NCJ Number
76347
Date Published
1980
Length
0 pages
Annotation
This audiovisual kit for police officers and students brings together the biological, psychological, and social causes of crime and reviews the political theories of crime causation.
Abstract
The kit outlines various biological theories which contend that criminal actions are motivated by physical characteristics such as body type, inherited traits such as chromosomal makeup, hormonal imbalances, and psychological defects. In addition, psychological theories are described that focus on four motivations behind many crimes: intense guilt, a desire for punishment, the need to assert individuality or masculinity, and retaliation for actual or imagined wrongs. Sociological theories are presented in two groups: social-psychological theories which see criminal behavior as learned by example and which study the effect of crime on the personality formation and basic normality of the individual; and culture-centered theories which place primary emphasis on general conditions in society rather than on the individual.

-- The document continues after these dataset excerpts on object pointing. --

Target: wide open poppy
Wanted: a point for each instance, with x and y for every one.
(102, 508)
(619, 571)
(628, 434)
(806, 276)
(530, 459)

Theories of differential association, reinforcement, and containment are included in the social-psychological group; theories of anomie, opportunity, lower class values, and racial discrimination compose the culture-centered group. The political theories of the labeling model and of radical criminology are also discussed, and the role of the victim as a major contributor to the criminal act is examined. An instructor's guide, a high-fidelity cassette, and a set of 80 35mm slides are included.